Juga, muatan kedalaman Mk.90 Betty adalah bagian dari persenjataan kapal terbang Martin P5M1 Marlin (setelah 1962 SP-5A). Tetapi tidak seperti "Pelacak", kapal terbang tidak membutuhkan pasangan, dia bisa mencari kapal selam sendiri dan menyerang mereka.
Dalam kemampuan anti-kapal selamnya, "Merlin" lebih unggul dari dek "Tracker". Jika perlu, pesawat amfibi bisa mendarat di air dan tinggal di area tertentu untuk waktu yang sangat lama. Untuk awak 11, ada tempat berlabuh di kapal. Radius tempur kapal terbang P5M1 melebihi 2.600 km. Dua mesin piston radial Wright R-3350-32WA Turbo-Compound dengan 3450 hp. masing-masing, mempercepat pesawat amfibi dalam penerbangan horizontal hingga 404 km / jam, kecepatan jelajah - 242 km / jam. Namun tidak seperti pesawat anti-kapal selam berbasis kapal induk, usia Merlin tidak lama. Pada pertengahan 60-an, itu dianggap usang, dan pada tahun 1967 Angkatan Laut AS akhirnya mengganti kapal terbang patroli-anti-kapal selam dengan pesawat P-3 Orion berbasis pantai, yang memiliki biaya operasi lebih rendah.

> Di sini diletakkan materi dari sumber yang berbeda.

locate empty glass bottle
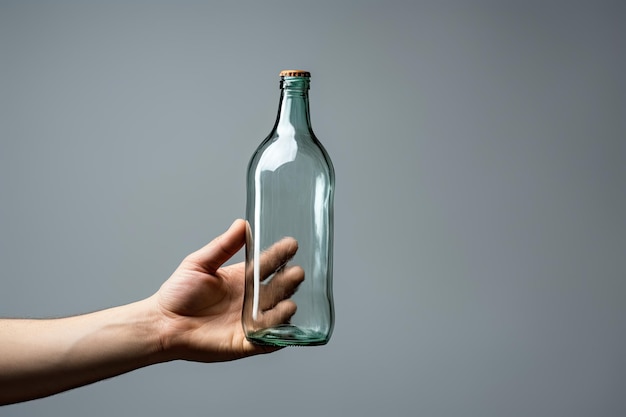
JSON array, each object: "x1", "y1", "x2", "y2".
[{"x1": 242, "y1": 70, "x2": 335, "y2": 346}]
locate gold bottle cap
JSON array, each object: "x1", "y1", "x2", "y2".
[{"x1": 279, "y1": 70, "x2": 311, "y2": 77}]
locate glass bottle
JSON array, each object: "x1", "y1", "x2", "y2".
[{"x1": 242, "y1": 70, "x2": 335, "y2": 346}]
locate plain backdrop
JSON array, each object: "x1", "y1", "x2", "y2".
[{"x1": 0, "y1": 0, "x2": 626, "y2": 417}]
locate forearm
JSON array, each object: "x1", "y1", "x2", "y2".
[{"x1": 0, "y1": 300, "x2": 164, "y2": 404}]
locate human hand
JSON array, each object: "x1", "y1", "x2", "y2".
[{"x1": 152, "y1": 220, "x2": 304, "y2": 362}]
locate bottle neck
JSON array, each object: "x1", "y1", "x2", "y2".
[{"x1": 275, "y1": 77, "x2": 311, "y2": 136}]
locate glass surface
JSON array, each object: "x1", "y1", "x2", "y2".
[{"x1": 242, "y1": 77, "x2": 334, "y2": 346}]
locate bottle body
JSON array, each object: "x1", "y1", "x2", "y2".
[{"x1": 242, "y1": 70, "x2": 334, "y2": 346}]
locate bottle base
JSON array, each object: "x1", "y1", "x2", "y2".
[{"x1": 246, "y1": 325, "x2": 328, "y2": 346}]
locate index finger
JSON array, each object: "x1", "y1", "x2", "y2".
[
  {"x1": 259, "y1": 237, "x2": 298, "y2": 279},
  {"x1": 187, "y1": 219, "x2": 245, "y2": 274}
]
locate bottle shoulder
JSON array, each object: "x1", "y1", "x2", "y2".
[{"x1": 248, "y1": 132, "x2": 334, "y2": 177}]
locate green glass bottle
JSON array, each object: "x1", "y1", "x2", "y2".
[{"x1": 242, "y1": 70, "x2": 335, "y2": 346}]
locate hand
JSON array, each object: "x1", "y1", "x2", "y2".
[{"x1": 153, "y1": 220, "x2": 304, "y2": 362}]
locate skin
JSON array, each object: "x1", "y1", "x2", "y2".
[{"x1": 0, "y1": 220, "x2": 304, "y2": 404}]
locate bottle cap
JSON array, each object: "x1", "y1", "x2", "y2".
[{"x1": 279, "y1": 70, "x2": 311, "y2": 77}]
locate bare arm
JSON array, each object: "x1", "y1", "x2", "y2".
[{"x1": 0, "y1": 220, "x2": 304, "y2": 404}]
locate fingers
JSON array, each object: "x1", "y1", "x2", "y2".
[
  {"x1": 187, "y1": 219, "x2": 246, "y2": 274},
  {"x1": 259, "y1": 237, "x2": 298, "y2": 279},
  {"x1": 259, "y1": 266, "x2": 304, "y2": 310}
]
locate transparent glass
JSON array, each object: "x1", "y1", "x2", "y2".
[{"x1": 242, "y1": 77, "x2": 335, "y2": 346}]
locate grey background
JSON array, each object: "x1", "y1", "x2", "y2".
[{"x1": 0, "y1": 0, "x2": 626, "y2": 417}]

Setelah adopsi muatan kedalaman atom Mk.90, ternyata tidak terlalu cocok untuk layanan sehari-hari di kapal induk. Berat dan dimensinya ternyata berlebihan, yang menyebabkan kesulitan besar ketika ditempatkan di ruang bom. Selain itu, kekuatan bom itu jelas berlebihan, dan keandalan mekanisme penggerak keselamatan diragukan. Akibatnya, beberapa tahun setelah adopsi Mk.90 ke dalam layanan, para laksamana memulai pekerjaan pada muatan kedalaman baru, yang, dalam hal karakteristik massa dan ukurannya, seharusnya mendekati muatan kedalaman pesawat yang ada.. Setelah munculnya model yang lebih canggih, Mk.90 telah dihapus dari layanan pada awal 60-an.
Pada tahun 1958, produksi muatan kedalaman atom Mk.101 Lulu dimulai. Dibandingkan dengan Mk.90, itu adalah senjata nuklir yang jauh lebih ringan dan lebih kompak. Bom itu memiliki panjang 2,29 m dan diameter 0,46 m dan berat 540 kg.
Massa dan dimensi muatan kedalaman Mk.101 memungkinkan untuk memperluas daftar pembawanya secara signifikan. Selain pesawat anti-kapal selam S2F-2 Tracker berbasis kapal induk "nuklir", itu termasuk patroli pangkalan P-2 Neptunus dan P-3 Orion yang berbasis di pantai. Selain itu, sekitar selusin Mk.101 ditransfer ke Angkatan Laut Inggris sebagai bagian dari bantuan sekutu. Diketahui bahwa Inggris menggantungkan bom Amerika pada pesawat anti-kapal selam Avro Shackleton MR 2, yang dibuat berdasarkan pembom Perang Dunia II yang terkenal Avro Lancaster. Layanan Shelkton kuno dengan Angkatan Laut Kerajaan Belanda berlangsung hingga 1991, ketika akhirnya digantikan oleh jet Hawker Siddeley Nimrod.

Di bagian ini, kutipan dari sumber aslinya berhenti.